During the year following Susie's disappearance, Marietta had struggled to balance her rage against her belief in the need for forgiveness. Her immediate response to the young man was to ask how he was feeling, since his actions must have placed a heavy burden on his soul. Her caring words disarmed him, and he broke down in tears on the phone. He subsequently spoke with Marietta for over an hour, revealing details about himself and the crime that ultimately allowed the FBI to solve the case.

Marietta was to learn that Susie had been killed on a remote Montana ranch a week after she disappeared. Despite her family's tragedy, she remains committed to forgiveness and has been an ardent opponent of the death penalty for the over 25 years since Susie's death.

Ron Carlson's sister, Deborah Ruth Carlson Davis Thornton, and Jerry Lynn Dean were murdered with a pick ax by Karla Faye Tucker and Daniel Ryan Garrett on June 13, 1983. Both Tucker and Garrett were sentenced to death. Ron originally supported their sentences, telling the prosecutors, "I think they got what they deserved." Ron lost his stepfather and natural father within a year of Deborah's death. "You can't imagine the anger that was in this body," he says now.
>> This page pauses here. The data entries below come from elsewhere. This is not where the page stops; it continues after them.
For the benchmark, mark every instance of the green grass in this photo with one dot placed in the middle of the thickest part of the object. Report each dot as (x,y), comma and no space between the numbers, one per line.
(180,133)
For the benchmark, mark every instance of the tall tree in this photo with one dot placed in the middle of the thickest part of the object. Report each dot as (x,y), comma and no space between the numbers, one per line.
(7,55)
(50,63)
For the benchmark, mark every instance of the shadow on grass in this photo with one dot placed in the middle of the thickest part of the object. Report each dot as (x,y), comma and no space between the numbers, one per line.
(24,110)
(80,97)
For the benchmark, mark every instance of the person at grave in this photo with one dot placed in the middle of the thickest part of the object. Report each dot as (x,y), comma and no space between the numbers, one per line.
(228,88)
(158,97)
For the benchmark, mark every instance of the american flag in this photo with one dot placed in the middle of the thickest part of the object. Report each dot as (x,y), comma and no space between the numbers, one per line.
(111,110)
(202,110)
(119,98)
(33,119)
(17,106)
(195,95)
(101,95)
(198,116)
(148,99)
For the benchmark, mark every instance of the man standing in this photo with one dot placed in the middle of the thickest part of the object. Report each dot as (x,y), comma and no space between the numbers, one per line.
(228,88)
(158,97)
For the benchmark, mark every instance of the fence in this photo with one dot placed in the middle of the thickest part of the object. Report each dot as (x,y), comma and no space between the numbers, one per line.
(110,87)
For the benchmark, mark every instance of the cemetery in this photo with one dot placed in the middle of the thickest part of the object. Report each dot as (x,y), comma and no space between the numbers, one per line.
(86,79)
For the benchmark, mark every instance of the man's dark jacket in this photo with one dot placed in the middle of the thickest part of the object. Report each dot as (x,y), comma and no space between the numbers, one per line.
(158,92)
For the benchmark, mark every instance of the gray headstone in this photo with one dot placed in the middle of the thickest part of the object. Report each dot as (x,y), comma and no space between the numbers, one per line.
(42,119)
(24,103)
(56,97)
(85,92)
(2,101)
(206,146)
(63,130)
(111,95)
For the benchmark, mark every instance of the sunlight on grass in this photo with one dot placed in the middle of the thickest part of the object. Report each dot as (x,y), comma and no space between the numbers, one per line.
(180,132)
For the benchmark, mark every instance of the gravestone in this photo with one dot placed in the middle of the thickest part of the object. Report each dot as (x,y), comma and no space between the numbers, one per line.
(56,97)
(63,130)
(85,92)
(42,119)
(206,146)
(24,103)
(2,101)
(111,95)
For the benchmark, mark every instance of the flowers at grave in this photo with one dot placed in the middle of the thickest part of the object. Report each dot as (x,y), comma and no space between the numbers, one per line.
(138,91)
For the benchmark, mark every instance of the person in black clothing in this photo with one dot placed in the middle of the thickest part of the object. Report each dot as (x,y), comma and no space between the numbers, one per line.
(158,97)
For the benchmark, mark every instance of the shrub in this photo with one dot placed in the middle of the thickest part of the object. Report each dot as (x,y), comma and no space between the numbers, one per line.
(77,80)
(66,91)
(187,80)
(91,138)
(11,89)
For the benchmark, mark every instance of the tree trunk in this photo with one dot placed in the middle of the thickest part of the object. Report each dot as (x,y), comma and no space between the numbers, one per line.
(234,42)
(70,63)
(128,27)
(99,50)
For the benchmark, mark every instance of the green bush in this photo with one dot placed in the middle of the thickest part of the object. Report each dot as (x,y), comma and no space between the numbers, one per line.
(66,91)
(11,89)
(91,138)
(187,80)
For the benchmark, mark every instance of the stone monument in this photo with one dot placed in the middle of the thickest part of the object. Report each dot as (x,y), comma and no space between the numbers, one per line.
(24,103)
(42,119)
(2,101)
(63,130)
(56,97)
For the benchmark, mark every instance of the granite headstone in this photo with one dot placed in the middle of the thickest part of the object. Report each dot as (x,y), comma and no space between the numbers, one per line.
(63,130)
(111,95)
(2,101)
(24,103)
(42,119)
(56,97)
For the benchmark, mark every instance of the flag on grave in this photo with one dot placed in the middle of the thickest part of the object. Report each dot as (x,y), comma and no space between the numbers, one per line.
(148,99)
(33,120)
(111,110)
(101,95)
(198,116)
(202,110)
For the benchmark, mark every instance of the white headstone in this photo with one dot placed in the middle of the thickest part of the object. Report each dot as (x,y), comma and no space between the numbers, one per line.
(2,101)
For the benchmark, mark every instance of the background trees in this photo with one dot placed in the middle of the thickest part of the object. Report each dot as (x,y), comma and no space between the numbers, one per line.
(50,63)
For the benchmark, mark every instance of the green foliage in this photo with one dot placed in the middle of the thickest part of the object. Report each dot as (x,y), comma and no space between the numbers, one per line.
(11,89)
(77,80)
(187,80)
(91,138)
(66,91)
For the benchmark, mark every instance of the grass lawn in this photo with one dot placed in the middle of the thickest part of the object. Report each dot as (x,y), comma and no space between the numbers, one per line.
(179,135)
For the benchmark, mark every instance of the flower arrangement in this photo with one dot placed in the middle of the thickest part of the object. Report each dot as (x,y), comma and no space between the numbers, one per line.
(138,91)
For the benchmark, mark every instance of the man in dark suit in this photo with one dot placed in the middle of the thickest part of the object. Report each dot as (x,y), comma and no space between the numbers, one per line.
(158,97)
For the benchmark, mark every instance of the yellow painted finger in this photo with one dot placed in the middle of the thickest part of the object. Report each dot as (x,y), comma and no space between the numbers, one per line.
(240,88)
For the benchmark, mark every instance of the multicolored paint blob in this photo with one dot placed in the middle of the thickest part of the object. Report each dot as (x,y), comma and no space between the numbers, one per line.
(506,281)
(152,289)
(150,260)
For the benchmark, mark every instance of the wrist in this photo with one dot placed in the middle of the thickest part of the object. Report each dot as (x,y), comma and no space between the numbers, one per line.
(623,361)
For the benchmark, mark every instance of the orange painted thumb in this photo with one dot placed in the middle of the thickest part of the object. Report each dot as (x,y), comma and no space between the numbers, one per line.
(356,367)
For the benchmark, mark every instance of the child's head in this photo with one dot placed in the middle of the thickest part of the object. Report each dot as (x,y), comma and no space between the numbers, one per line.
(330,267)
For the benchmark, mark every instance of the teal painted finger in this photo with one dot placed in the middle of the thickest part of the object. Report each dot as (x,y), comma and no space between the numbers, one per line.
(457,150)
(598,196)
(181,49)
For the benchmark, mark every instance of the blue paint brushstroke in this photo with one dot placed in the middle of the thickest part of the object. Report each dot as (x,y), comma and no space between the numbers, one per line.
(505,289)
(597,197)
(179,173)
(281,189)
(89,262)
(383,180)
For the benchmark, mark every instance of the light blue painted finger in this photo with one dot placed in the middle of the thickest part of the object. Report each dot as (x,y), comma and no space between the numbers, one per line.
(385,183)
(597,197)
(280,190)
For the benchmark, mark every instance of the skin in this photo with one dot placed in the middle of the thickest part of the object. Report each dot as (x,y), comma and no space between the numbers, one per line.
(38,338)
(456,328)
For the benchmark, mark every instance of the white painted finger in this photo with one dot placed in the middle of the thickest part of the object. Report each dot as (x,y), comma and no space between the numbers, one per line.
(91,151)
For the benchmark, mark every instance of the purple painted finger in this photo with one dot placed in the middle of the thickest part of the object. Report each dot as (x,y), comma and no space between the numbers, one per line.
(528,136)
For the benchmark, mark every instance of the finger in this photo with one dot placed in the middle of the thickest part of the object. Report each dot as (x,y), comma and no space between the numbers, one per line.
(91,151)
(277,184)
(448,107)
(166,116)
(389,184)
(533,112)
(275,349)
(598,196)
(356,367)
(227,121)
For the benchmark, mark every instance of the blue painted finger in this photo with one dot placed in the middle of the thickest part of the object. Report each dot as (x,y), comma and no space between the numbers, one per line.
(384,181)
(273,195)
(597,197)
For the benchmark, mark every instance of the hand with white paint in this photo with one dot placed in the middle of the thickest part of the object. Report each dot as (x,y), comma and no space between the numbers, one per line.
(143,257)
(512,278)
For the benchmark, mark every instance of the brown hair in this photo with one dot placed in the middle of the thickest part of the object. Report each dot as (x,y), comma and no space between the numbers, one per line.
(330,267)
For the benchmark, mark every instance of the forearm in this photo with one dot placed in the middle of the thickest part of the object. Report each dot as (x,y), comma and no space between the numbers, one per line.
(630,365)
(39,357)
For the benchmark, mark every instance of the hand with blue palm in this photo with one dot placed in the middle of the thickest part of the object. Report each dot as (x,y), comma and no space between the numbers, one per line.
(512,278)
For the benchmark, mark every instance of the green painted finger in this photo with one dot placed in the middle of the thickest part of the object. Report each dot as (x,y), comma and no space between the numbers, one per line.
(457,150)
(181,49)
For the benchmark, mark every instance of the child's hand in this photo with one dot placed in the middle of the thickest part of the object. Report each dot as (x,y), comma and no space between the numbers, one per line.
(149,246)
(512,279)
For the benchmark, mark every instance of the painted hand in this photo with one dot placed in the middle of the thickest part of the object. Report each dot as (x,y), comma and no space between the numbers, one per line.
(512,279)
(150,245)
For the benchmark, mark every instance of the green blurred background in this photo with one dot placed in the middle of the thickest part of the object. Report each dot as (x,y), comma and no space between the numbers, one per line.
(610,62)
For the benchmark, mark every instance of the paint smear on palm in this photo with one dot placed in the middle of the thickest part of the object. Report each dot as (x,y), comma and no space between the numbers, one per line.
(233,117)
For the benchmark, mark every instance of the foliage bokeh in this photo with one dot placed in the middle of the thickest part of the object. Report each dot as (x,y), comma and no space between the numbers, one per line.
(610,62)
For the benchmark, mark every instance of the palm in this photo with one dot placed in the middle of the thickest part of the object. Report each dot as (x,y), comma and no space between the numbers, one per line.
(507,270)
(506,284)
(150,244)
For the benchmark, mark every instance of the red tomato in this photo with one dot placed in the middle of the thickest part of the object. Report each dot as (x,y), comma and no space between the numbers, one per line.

For many years, Ron treated his pain with alcohol and drugs, until becoming a Christian and turning his life "over to the Lord" in 1990. Ron ultimately forgave Karla and Dan and worked hard to commute their death sentences.

Dan died in prison of natural causes in 1993. Despite widespread appeals on her behalf, Karla Faye Tucker was executed on February 3,1998, in Huntsville, Texas. Ron was invited by Karla to witness the execution as one of her representatives. When he did so, he become the first known victim's family member to witness an execution on behalf of the murderer. Ron's decision caused rifts within his family that remain to be healed. But most family members still offer their love and support. And Ron knows he made the right decision. "I drew strength from the Lord, and I knew he was here. God reached out of heaven to hold us in his hands and cradle us with his love and compassion. Karla died with a smile on her face. They took her body, but they didn't kill her spirit."

Bill Pelke's 78 - year - old grandmother Ruth, taught Bible lessons to neighborhood children in Gary, Indiana. One day, May 14th, 1985, four ninth grade girls from the local high school come to her door asking about the lessons, and she invited them into her home. As she turned to get information for them, one grabbed a vase and hit her over the head. Another pulled a knife out of her purse and began to stab her. Ruth was stabbed a total of 33 times. While one of the girls held the knife inside her, the others ransacked her house. They ended up with $10.00 and her ten-year-old car.

A year later, one of the girls, Paula Cooper, was sentenced to death for the crime. She had been 15 when the murder occurred, and at 16 became the youngest female on death row in America. Originally supportive of Paula's death sentence, Bill eventually forgave Paula, began corresponding and visiting with her, and worked to overturn her sentence. She is now serving 60 years in prison. Bill recently retired after over 30 years of service with Bethlehem Steel and plans to devote his retirement to abolishing the death penalty. He recently purchased a tour bus to travel across the country and spread the message of forgiveness and hope.

On February 27, 1985, the White family experienced first-hand the insanity and horror of murder. George and his wife Charlene were shot repeatedly by an armed robber at his place of business in Enterprise, Alabama. George held Charlene in his arms as her life slipped away. Their children, Tom and Christie, were only 12 and 5 at the time. The nightmare had just begun. Sixteen months later, George was charged with murdering his wife. Following a capital murder trial that was later described as "a mockery and a sham", George was convicted and sentenced to life in prison. His conviction was overturned in 1989 and he was released from prison, but George remained in legal limbo until 1992, when proof of his innocence was finally brought forward. Following a brief hearing the trial court ordered the charge against him forevermore dismissed. The nightmare had lasted more than seven years...had the State of Alabama had its way, George White would be a dead man today.

Understanding fully how easy it is to become advocates for revenge, the White family, however, rejects the death penalty as a solution and as way of healing the wounds of their loss.